In South Africa, the main reserves of oil and natural gas are located on the continental shelf. Within the framework of the BRICS summit (2017) in Xiamen, China, an agreement was signed between the Russian geological holding Rosgeologia JSC and the South African oil and gas state company” Petros “on the development and development of blocks 9 and 11a of the southern continental shelf of South Africa. According to this agreement, a significant amount of geological exploration is expected to be carried out. Oil reserves there are estimated at 50 million tons, and gas-over 400 billion cubic meters (projected natural gas resources-1.2 trillion cubic meters). With the successful implementation of this project, up to 4 million cubic meters of gas will be produced daily with subsequent delivery to the Mossel Bay gas processing plant.

However, there are risks between the Russian Federation and South Africa, including those caused by friendly relations between President Vladimir Putin and former South African President David Zuma. This has become a serious obstacle to the construction of nuclear power plants (NPP) in South Africa. Thus, in September 2014, the Russian company Rosatom signed an agreement with the government of South Africa on cooperation in the field of nuclear energy, which allowed the Russian company to participate in the tender for the construction of a nuclear power plant. Then a number of South African media reported that this deal was actually concluded. This caused discontent among the South African opposition, who considered that the agreement was concluded in violation of national law. In April 2017 The high court of the province of Western Cape on the claim of the opposition declared illegal both this agreement and similar agreements with a number of other countries. As a result, the issue of building a nuclear power plant in South Africa was postponed for some time.

Thus, the BRICS summit held in November 2020 confirmed the high international authority of the Russian Federation and the gradual increase in the global importance of this Association. At the same time, in the field of energy, the BRICS countries mainly develop bilateral relations. The transfer of such cooperation to a multilateral format is carried out with the help of the BRICS national Bank, which finances the implementation of projects in the field of “green energy”. The Russian Federation is interested in multilateral cooperation in other areas of energy as well. In particular, Russia could significantly expand the export of oil and gas products to India, China and South Africa and develop joint projects with the BRICS countries on the development and extraction of minerals. In addition, Moscow is interested in expanding investment and technological cooperation with Brazil and South Africa in the field of deep-sea oil production, as well as the development of coal deposits and in the implementation of green energy projects.

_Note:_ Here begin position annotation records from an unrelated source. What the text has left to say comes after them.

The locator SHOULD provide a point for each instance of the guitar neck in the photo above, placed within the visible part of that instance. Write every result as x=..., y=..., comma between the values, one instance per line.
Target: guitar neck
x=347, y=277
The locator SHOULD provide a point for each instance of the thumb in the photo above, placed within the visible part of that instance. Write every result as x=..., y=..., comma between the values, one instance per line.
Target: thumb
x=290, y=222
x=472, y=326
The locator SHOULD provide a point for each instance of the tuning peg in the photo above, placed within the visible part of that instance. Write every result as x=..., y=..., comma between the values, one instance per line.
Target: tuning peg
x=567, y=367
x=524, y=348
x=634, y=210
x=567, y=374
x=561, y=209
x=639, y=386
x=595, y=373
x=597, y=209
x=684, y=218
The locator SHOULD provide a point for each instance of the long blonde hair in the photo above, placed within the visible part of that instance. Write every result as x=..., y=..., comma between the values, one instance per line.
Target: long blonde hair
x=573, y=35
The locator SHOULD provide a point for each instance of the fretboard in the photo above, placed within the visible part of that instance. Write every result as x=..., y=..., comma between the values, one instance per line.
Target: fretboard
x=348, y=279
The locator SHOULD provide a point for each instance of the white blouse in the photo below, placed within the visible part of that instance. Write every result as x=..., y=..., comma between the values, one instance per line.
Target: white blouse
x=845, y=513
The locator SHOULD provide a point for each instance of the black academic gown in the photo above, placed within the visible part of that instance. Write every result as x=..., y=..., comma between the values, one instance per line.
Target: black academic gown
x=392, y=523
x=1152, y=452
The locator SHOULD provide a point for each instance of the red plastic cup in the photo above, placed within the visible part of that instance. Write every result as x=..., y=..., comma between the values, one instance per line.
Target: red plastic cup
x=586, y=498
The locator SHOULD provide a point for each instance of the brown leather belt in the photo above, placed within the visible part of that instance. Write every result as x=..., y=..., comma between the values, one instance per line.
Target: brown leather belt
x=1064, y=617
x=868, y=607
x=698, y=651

In the political sphere, BRICS is more acceptable for Russia than the BRICS+format of cooperation. The latter involves the formation of a group of countries that want to cooperate with the BRICS around the Association. Obviously, this will complicate the organization’s activities and slow down its development.

In the economic sphere, the process of integration into BRICS is in Russia’s national interests. First, by creating a single payment system BRICS Pay as part of the development of a common platform for retail payments and transfers in the participating countries. Secondly, the formation of a special cloud platform that connects the national payment systems of the BRICS States. Third, the introduction of the so-called online wallet with access to these payment systems and the launch of a mobile application similar to Apple Pay. It will be possible to install it on a smartphone and pay for purchases in any of the BRICS countries, regardless of the currency of the funds on the buyer’s account. Moreover, the process of forming economic and financial ties outside the “dollar zone” between the BRICS countries went in parallel with US protectionism and President Donald trump’s trade wars. After the arrival in the White house of the Democrat J. Biden’s situation will only soften.